Les experts présentent la menace quantique comme un problème d’assurance

Gogioso a expliqué lors de la table ronde que se focaliser sur une date précise à laquelle des ordinateurs quantiques casseraient la cryptographie du Bitcoin occulte le calcul du risque fondamental. « La question n’est pas “est-ce en 2030 ?”. C’est quelle est la probabilité d’un événement extrême d’ici 2030, et combien nous perdrions. Même à 2%, l’impact sur le Bitcoin et les cryptomonnaies si nous ne sommes pas prêts revient à essentiellement mettre la plupart des cryptomonnaies à zéro. Ce sont des milliards de dollars. Et même 1% de ça suffit à payer tous les cryptographes du monde pour y consacrer six mois et le réparer », a déclaré Gogioso. Les experts ont comparé la situation à une logique d’assurance, où l’on achète une protection non parce qu’on s’attend à une perte, mais parce que les dégâts potentiels seraient catastrophiques, tandis que le coût de la préparation reste faible.

La recherche de Google montre des exigences techniques en baisse

Herrmann a décrit avoir observé les estimations de calendrier se compresser en temps réel. « En 2024, j’étais sur scène et on disait que l’informatique quantique serait là dans 30 ans.

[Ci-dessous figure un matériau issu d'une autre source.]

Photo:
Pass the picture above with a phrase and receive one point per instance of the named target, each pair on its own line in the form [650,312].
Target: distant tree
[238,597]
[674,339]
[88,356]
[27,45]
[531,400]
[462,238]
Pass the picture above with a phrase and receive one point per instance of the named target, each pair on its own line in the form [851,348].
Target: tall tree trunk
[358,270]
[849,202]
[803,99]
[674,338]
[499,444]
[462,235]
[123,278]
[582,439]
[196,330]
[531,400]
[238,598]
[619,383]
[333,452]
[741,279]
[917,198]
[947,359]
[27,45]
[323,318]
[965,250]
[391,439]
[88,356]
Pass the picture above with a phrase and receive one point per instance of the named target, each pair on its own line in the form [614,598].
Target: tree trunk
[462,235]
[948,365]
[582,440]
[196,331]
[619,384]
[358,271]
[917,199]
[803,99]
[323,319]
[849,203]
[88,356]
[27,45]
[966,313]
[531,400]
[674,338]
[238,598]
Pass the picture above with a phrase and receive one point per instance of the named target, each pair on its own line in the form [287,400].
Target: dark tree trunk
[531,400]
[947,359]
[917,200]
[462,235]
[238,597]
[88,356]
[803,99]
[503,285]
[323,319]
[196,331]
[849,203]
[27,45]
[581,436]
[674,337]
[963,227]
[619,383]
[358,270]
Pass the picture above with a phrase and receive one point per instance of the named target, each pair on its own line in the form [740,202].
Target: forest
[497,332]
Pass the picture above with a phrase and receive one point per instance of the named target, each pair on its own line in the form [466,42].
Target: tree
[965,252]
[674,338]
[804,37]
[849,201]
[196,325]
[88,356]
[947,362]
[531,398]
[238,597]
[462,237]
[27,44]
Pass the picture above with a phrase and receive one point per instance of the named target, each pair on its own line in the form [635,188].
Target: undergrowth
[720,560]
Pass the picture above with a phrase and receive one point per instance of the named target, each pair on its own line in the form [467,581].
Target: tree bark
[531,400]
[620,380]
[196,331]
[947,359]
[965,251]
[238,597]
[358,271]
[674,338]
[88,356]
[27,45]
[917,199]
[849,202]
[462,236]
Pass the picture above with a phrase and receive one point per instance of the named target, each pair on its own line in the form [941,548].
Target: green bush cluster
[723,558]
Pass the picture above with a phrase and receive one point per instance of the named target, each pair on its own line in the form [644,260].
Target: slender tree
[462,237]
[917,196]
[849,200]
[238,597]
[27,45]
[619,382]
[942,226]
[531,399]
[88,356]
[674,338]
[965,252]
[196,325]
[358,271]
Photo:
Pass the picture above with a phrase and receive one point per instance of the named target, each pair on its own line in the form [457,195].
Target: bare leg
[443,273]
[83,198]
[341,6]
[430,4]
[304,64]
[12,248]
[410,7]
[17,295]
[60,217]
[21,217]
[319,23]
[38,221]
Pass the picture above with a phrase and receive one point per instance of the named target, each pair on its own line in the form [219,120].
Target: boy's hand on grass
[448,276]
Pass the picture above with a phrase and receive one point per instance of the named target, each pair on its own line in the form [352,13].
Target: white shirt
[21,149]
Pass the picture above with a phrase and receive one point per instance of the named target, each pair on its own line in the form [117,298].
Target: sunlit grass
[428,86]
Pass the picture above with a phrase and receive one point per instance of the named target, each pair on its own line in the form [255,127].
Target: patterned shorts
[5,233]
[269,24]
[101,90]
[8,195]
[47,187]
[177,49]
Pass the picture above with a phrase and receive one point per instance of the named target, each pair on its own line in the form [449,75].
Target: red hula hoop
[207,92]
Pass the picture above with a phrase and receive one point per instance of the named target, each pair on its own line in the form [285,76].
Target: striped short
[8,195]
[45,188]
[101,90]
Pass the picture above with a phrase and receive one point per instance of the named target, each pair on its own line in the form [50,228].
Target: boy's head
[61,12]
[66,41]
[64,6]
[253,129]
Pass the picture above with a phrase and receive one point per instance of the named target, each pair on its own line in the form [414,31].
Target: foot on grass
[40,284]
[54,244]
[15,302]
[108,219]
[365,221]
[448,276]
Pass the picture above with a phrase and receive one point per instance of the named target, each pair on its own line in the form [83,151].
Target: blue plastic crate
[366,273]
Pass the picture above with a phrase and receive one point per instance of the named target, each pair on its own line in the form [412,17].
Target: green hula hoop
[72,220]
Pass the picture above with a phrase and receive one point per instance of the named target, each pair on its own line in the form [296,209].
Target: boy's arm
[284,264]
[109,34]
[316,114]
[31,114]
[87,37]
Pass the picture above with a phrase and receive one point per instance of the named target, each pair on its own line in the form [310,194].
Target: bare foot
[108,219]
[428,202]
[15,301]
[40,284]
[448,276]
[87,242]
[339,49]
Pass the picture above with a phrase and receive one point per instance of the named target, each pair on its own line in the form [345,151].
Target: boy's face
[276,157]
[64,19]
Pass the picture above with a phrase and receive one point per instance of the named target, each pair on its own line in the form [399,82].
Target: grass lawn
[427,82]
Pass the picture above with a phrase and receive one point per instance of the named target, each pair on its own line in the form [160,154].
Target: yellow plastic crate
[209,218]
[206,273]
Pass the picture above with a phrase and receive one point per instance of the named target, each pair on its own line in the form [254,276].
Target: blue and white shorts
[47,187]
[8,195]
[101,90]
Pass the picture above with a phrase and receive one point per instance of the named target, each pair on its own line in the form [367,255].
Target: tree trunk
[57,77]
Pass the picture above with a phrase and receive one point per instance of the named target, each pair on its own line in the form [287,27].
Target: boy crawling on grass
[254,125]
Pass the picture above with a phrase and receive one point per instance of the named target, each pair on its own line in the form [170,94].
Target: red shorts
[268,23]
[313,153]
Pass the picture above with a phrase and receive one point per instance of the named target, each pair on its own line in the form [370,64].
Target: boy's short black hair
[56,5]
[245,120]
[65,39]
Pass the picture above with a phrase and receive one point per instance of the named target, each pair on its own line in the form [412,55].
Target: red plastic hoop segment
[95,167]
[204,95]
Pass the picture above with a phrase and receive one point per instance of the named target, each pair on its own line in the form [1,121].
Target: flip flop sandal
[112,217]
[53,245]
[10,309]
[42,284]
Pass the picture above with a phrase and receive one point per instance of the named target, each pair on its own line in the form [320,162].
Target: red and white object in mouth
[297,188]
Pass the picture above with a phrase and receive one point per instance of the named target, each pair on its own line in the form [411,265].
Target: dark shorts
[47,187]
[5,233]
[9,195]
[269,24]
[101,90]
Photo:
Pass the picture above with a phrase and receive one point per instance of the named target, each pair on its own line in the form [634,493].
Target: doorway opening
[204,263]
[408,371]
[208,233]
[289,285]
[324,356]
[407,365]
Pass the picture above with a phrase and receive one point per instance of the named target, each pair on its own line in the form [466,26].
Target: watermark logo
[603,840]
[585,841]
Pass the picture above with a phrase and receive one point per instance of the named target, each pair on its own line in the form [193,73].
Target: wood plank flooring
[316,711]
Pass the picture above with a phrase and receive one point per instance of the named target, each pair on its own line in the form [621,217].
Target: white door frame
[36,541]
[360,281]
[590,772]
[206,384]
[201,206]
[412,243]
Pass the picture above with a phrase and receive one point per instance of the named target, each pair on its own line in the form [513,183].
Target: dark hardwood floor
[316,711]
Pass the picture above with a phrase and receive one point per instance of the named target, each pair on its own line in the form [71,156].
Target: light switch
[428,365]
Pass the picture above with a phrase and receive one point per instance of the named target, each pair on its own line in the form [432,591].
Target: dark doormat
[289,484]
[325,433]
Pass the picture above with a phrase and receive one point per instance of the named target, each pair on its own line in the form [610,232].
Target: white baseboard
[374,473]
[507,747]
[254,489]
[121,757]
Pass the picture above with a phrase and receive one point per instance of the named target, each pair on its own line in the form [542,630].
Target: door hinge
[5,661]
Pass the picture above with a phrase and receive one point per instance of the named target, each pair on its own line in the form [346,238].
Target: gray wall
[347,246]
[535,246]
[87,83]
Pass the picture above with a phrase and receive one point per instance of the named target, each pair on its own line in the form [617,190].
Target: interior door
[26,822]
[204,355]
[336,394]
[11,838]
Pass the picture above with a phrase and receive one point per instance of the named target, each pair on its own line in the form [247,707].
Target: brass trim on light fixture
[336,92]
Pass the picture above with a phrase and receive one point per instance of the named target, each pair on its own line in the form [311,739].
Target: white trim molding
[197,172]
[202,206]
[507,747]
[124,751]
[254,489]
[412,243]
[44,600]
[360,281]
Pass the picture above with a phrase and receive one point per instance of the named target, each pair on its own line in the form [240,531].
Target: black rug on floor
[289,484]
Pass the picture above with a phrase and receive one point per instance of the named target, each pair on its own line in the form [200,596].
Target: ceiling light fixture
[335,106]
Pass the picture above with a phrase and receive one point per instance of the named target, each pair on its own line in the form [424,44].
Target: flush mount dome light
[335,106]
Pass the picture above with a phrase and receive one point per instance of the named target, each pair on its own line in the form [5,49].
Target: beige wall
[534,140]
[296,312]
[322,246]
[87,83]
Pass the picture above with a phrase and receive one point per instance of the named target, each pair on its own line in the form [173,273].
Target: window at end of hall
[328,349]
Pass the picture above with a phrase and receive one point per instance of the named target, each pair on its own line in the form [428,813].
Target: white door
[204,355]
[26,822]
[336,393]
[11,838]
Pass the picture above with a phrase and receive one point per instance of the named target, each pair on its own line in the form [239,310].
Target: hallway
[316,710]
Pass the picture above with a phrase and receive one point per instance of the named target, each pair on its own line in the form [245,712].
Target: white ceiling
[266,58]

Puis en 2025, ça a chuté à 15 à 20 ans. Puis en 2026, trois à cinq à dix. Et soudain, en octobre, on entend deux ans, un an. Le marché avance plus vite, l’innovation avance plus vite que ce qui a été communiqué », a déclaré Herrmann. Gogioso a expliqué que les progrès s’accélèrent parce que les percées initiales sont plus difficiles que la mise à l’échelle ensuite. « La différence entre zéro qubit logique et un qubit logique est un écart énorme. La différence entre un et un million est un écart plus faible. Une fois que ça fonctionne, l’augmentation de l’échelle est en réalité assez facile », a déclaré Gogioso. En mai 2025, le chercheur de Google Craig Gidney a montré que casser RSA-2048 pourrait nécessiter moins de 1 million de qubits, contre environ 20 millions dans sa propre estimation de 2019. En mars 2026, Google Quantum AI, en collaboration avec la Ethereum Foundation et Stanford, a estimé que casser la cryptographie à courbes elliptiques du Bitcoin pourrait nécessiter moins de 500 000 qubits physiques, en étudiant secp256k1, la courbe exacte derrière les signatures Bitcoin et Ethereum. Google a fixé un objectif interne 2029 target pour faire passer ses propres produits vers un chiffrement résistant au quantique.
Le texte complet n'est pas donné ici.